Earthquake Safety

What to do to prepare and in the event of an earthquake

What to do During an Earthquake 

 While Quaketek focuses on preparing for earthquake, a crucial element in surviving one, is how you react during the shaking. The best thing to do during an earthquake is to drop to the ground, take cover under a sturdy table or desk and hold on. If you can't get under something sturdy (not a doorway) drop to the ground and protect your head and neck with your arms. 

There is a lot of misinformation concerning the triangle of life, however, studies tend to show that this is not safer than the traditional duck and cover. This is especially true if you are in a building that has been designed not to collapse. You are much more likely to be injured by falling objects and debris than to have the structure collapse completely. In a complete collapse, more evidence is still needed to show that the "triangle of life" is really safer.

It's important to practice "Drop, Cover and Hold On" with coworkers students and even at home with your family. People very often panic during a crisis and having practiced beforehand drastically improves the probability that you will react appropriately during an earthquake. 

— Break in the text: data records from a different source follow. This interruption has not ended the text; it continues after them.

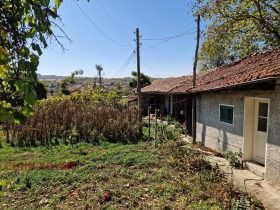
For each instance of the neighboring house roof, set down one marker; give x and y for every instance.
(254, 68)
(76, 88)
(167, 85)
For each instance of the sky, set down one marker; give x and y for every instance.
(103, 32)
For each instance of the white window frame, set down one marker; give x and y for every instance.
(232, 114)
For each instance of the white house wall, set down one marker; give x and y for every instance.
(221, 136)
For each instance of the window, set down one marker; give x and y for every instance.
(226, 114)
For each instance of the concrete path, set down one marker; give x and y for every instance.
(246, 180)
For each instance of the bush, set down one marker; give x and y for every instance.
(88, 116)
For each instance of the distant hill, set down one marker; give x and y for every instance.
(49, 77)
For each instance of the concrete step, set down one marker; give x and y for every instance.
(254, 167)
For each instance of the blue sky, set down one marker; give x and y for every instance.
(118, 20)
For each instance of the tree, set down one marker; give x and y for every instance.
(25, 27)
(41, 91)
(145, 80)
(238, 27)
(99, 68)
(69, 80)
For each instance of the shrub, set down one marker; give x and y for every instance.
(88, 116)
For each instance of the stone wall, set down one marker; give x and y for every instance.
(222, 136)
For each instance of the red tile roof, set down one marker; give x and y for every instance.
(253, 68)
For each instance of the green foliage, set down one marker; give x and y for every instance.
(41, 91)
(234, 158)
(25, 27)
(145, 80)
(69, 81)
(137, 176)
(237, 29)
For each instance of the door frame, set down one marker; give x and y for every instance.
(248, 128)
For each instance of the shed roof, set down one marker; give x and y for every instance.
(252, 68)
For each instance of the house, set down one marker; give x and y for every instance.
(238, 108)
(170, 98)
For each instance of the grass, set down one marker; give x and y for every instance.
(114, 176)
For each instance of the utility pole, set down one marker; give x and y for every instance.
(194, 81)
(139, 82)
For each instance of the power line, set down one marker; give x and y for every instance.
(149, 68)
(166, 40)
(98, 27)
(125, 64)
(116, 25)
(171, 37)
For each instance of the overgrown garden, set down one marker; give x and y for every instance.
(90, 116)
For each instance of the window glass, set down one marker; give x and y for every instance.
(263, 109)
(226, 114)
(262, 124)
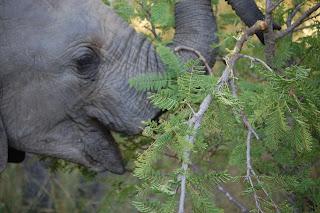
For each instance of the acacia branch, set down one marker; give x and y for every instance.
(196, 120)
(198, 54)
(232, 199)
(298, 22)
(273, 6)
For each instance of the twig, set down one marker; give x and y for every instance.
(232, 199)
(195, 121)
(258, 60)
(274, 6)
(294, 13)
(298, 22)
(200, 56)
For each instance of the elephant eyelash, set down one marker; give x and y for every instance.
(87, 62)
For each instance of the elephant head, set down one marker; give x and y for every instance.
(64, 71)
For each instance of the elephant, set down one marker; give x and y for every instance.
(64, 71)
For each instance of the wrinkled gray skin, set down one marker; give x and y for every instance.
(64, 71)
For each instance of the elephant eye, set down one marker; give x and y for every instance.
(87, 62)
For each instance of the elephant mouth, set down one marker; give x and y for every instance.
(100, 166)
(100, 151)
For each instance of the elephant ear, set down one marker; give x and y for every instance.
(15, 156)
(3, 147)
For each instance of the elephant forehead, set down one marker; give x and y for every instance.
(35, 28)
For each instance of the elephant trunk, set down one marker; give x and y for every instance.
(195, 28)
(249, 13)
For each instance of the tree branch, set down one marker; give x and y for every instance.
(196, 120)
(198, 54)
(232, 199)
(298, 22)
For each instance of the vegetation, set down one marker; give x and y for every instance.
(250, 124)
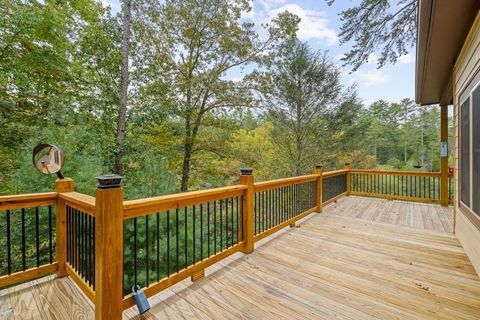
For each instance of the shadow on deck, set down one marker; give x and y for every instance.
(361, 258)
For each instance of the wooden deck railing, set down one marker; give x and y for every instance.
(107, 245)
(399, 185)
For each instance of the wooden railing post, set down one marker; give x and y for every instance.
(318, 195)
(348, 167)
(109, 248)
(62, 186)
(444, 157)
(248, 214)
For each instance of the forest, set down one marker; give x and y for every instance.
(153, 93)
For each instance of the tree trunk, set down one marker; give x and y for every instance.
(122, 112)
(187, 156)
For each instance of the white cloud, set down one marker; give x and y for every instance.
(313, 24)
(372, 59)
(105, 3)
(407, 58)
(371, 77)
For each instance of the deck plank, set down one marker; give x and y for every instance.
(362, 258)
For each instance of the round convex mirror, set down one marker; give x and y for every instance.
(48, 159)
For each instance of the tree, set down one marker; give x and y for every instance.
(194, 44)
(386, 25)
(302, 87)
(122, 112)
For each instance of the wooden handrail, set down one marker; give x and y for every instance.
(272, 184)
(79, 201)
(335, 173)
(27, 200)
(397, 173)
(141, 207)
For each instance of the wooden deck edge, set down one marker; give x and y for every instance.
(391, 226)
(334, 199)
(82, 285)
(28, 275)
(393, 197)
(163, 284)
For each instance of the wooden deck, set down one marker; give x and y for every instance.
(360, 259)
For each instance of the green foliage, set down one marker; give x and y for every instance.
(388, 26)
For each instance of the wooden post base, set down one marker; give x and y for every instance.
(198, 275)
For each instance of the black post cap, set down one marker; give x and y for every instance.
(108, 181)
(246, 171)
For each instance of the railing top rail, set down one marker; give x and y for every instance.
(335, 173)
(31, 200)
(272, 184)
(141, 207)
(80, 201)
(28, 197)
(400, 173)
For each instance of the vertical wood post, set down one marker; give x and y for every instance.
(62, 186)
(109, 248)
(318, 195)
(349, 180)
(248, 214)
(444, 160)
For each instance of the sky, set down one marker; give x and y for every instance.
(320, 26)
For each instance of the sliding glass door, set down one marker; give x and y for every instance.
(469, 143)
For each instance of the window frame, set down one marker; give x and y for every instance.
(467, 94)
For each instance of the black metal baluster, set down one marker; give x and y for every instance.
(24, 265)
(158, 246)
(236, 229)
(215, 226)
(226, 223)
(257, 214)
(82, 243)
(264, 211)
(88, 249)
(135, 251)
(93, 253)
(177, 239)
(201, 231)
(147, 251)
(270, 209)
(9, 249)
(50, 242)
(221, 225)
(68, 235)
(185, 219)
(168, 243)
(37, 237)
(208, 229)
(193, 233)
(231, 214)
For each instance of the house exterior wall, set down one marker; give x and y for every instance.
(467, 65)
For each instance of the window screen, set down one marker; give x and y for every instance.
(465, 152)
(476, 150)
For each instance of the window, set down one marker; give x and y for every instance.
(465, 152)
(476, 150)
(469, 154)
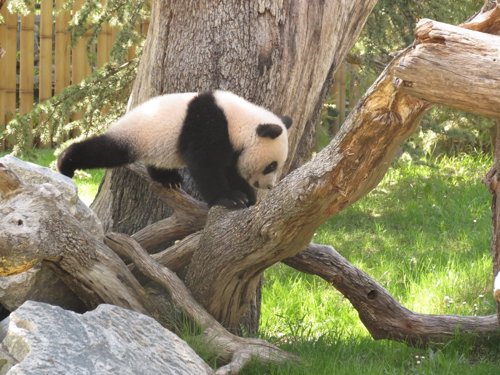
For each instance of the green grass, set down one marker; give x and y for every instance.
(424, 234)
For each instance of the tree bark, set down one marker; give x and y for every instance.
(452, 60)
(380, 313)
(280, 55)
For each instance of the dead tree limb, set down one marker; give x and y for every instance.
(237, 350)
(453, 66)
(381, 314)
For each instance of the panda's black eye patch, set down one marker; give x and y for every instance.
(270, 168)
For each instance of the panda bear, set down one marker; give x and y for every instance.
(229, 145)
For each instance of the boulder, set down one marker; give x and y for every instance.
(40, 283)
(40, 339)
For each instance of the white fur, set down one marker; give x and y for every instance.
(243, 118)
(154, 127)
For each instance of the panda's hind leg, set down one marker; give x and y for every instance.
(167, 177)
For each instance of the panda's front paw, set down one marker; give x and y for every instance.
(233, 200)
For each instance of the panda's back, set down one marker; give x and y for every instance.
(153, 129)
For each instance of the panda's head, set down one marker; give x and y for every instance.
(261, 160)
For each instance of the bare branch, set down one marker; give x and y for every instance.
(239, 349)
(382, 315)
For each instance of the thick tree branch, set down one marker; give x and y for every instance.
(429, 70)
(233, 348)
(381, 314)
(285, 220)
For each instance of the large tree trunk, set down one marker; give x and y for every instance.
(280, 55)
(228, 250)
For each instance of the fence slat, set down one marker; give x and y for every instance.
(62, 49)
(103, 42)
(59, 65)
(27, 68)
(79, 58)
(3, 85)
(45, 67)
(10, 64)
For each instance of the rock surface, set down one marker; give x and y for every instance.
(35, 174)
(42, 339)
(40, 283)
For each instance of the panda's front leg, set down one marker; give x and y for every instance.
(167, 177)
(215, 188)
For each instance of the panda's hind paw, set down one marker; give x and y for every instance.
(232, 201)
(172, 185)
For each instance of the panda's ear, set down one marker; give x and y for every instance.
(287, 120)
(269, 130)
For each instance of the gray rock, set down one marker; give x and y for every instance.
(42, 339)
(34, 174)
(40, 283)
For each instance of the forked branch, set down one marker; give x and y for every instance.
(233, 348)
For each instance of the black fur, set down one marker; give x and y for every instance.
(167, 177)
(272, 131)
(205, 146)
(287, 120)
(99, 152)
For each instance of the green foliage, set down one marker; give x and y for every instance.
(424, 234)
(390, 28)
(102, 96)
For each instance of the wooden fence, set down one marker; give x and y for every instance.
(38, 61)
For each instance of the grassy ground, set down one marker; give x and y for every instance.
(424, 234)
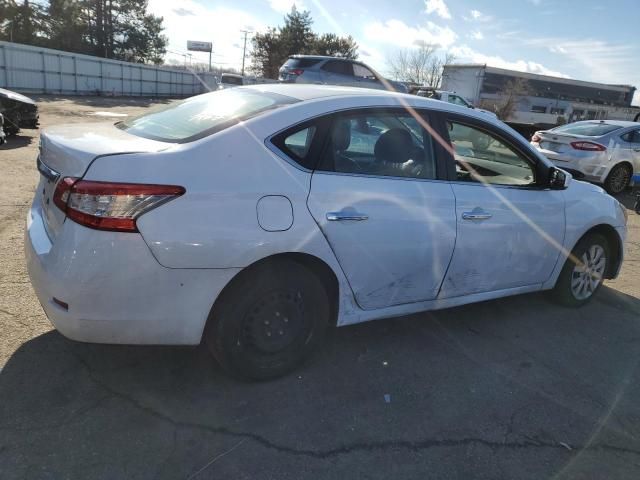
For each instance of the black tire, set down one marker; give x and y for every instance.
(268, 321)
(564, 293)
(618, 179)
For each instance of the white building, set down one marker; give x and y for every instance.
(547, 101)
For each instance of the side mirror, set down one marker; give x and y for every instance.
(559, 179)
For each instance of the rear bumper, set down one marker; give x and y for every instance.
(115, 289)
(592, 167)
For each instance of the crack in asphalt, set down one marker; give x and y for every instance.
(414, 446)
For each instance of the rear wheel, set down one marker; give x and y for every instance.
(618, 179)
(583, 272)
(269, 321)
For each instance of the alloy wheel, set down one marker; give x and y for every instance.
(588, 273)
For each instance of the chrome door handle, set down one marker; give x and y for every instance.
(476, 216)
(345, 216)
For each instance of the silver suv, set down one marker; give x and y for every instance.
(333, 71)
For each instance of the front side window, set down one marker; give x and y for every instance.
(483, 157)
(203, 115)
(385, 144)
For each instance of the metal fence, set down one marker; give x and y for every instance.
(41, 70)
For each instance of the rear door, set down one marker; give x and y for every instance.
(379, 199)
(510, 229)
(338, 72)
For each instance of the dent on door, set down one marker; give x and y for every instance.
(393, 238)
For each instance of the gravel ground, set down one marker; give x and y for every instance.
(514, 388)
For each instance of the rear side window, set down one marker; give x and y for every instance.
(390, 144)
(363, 72)
(588, 129)
(631, 137)
(338, 66)
(301, 62)
(296, 144)
(203, 115)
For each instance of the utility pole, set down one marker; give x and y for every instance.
(244, 48)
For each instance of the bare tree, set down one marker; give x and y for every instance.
(421, 65)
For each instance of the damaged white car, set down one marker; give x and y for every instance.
(254, 218)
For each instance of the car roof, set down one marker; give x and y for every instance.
(310, 92)
(324, 57)
(619, 123)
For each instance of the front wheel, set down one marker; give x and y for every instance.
(618, 179)
(583, 272)
(269, 321)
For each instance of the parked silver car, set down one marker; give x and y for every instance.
(601, 151)
(334, 71)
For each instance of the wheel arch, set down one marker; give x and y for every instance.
(314, 264)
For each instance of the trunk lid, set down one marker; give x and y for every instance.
(68, 150)
(558, 142)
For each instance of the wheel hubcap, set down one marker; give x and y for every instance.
(273, 323)
(589, 272)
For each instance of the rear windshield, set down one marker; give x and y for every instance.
(301, 62)
(203, 115)
(231, 79)
(591, 129)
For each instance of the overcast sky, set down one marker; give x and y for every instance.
(587, 39)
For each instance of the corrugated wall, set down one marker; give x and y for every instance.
(41, 70)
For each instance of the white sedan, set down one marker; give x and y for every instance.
(601, 151)
(254, 218)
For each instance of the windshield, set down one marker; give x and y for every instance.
(203, 115)
(590, 129)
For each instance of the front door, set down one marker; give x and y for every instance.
(378, 201)
(510, 231)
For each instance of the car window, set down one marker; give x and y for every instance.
(301, 62)
(203, 115)
(296, 143)
(483, 157)
(386, 144)
(299, 142)
(338, 66)
(631, 137)
(589, 129)
(363, 72)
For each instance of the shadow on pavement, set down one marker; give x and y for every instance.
(515, 388)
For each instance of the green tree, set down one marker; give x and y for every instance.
(271, 49)
(334, 46)
(24, 22)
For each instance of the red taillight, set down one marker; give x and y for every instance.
(110, 206)
(61, 194)
(588, 146)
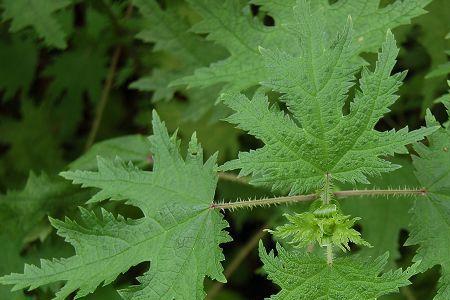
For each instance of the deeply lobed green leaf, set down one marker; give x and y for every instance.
(430, 227)
(303, 276)
(315, 138)
(178, 222)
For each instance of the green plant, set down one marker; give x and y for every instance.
(307, 88)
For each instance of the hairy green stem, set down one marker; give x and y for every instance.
(311, 197)
(232, 177)
(106, 90)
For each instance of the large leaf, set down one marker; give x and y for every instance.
(178, 223)
(316, 140)
(303, 276)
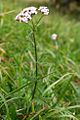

The Great Shakeout is a terrific resource and available in multiple languages and for multiple regions, please take some time to take a look and sign up for the annual shakeout exercise. 

Earthquake Safety

Preparing For An Earthquake

  There are numerous resources explaining how to prepare for an earthquake and we've compiled a list of some of the best  tips.  
  • Have a plan. This includes how to communicate with loved ones after the shaking stops.
  • Practice, Practice, Practice. Do earthquake drills with your family and coworkers. This will help identify safe locations for cover when the shaking starts.
  • Secure loose items  
  • Store supplies such as water, non-perishable food and a copy of important documents
  • Communicate with local authorities to find out what local plans and programs exist
  • Find out how safe your home workplace/school is. Older buildings may pose a greater hazard and newer buildings are built to different criteria depending on their usage. 
  • Read and learn more! there are many great resources online, try to learn from government pages and check sources as there is a lot of poor or misleading information out there! www.ready.gov/earthquakes is a great resource  as is earthquakecountry.org

After An Earthquake

 When the earthquake subsides and the shaking stops, many people simply run right after an earthquake. Stop look around and follows these steps.  

  • Look for a clear path to safety, if there is one leave the building or area and go to an open space away from possibly damaged buildings and infrastructure. 
  • If there is a lot of dust and debris, cover your nose and mouth with a clean cloth or bit of clothing and use it as a dust mask. 
  • If you are pinned down, stay calm. Try not to kick up more dust and debris. If your phone works call for help, else, find a way to make noise and signal to rescuers. 
  • Be ready to take cover again in case of aftershocks.
  • Communicate with loved ones and alert authorities. It can be hazardous to enter damaged structures.